Trabalhos em decoupage, decorados com desenhos azuis e cor-de-rosa a distinguir o público-alvo, jarras transformadas em “bonecas” para decorar uma casa, imagens de budas prateados ou dourados. Estes foram alguns dos materiais que a artesã Susana Joana expôs na ExpoTrofa para dar a conhecer o trabalho que desenvolve nas artes decorativas.

Mas o que saltava à vista no stand da artista trofense era uma imagem imponente da “mulher do Norte”, uma figura esculpida em cerâmica, com cerca de 1,3 metros. Composta por vários elementos que caraterizam o Norte do País, nas mãos, a mulher traz um lenço dos namorados e nas orelhas uns grandes brincos, que combinam com o farto colar, que exibe ao pescoço. No traje, traz uma mistura do de Viana do Castelo com o do Douro, completado pelo lenço a proteger a cabeça. O objeto, que foi concebido através da mistura de vários materiais (cerâmica, pintura, tecido), foi apresentado, pela primeira vez, no certame.

Um dia antes da inauguração ainda não estava concluído, mas a vontade de mostrar que continua “a lutar” para se afirmar fez com que Susana Joana vencesse a prova de fogo e o desafio a que se propôs. “Foi a minha aposta, para mostrar o meu valor, o meu trabalho e incentivar os outros a seguir o mesmo exemplo.

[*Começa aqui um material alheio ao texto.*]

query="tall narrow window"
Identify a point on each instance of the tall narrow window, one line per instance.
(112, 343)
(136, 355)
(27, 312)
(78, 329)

Alguns até duvidam que tenha sido eu a fazê-la, mas é verdade. Precisamente pelos momentos difíceis que estamos a viver quis ter a coragem e a ousadia de apresentar o trabalho com esta graciosidade e dimensão”, afirmou.

A paixão pelas artes decorativas surgiu “em pequenina” e desde então os trabalhos têmse multiplicado. “Quando era pequena, olhava para uma pedra e punha-me logo a imaginar o que ia fazer com ela. Gosto muito de fazer trabalhos reciclados, através daquilo que as pessoas pensam que já não presta”, explicou.

Durante os oito anos que trabalhou na autarquia, na área do artesanato, evoluiu e ensinou outras pessoas através de vários ateliês. Trabalha com vários materiais, porque gosta de os “misturar” e estar sempre “a inovar”.

Os projetos para o futuro são “muitos” e o mais ambicioso está para breve: abrir um espaço na Trofa, onde poderá “ensinar, disponibilizar ateliês e workshops, com preços que se possam adequar às dificuldades das pessoas”. “Há quem esteja em casa, desempregado e sem objetivo de vida e muitas vezes pensa em coisas erradas, como o fim da vida. Mas isso não é solução. Temos que continuar a lutar, não podemos desanimar.  Quero ajudar com a minha sabedoria, para que as pessoas possam aprender coisas novas, sentir-se úteis e que lhes dê vontade de seguir em frente”, atestou.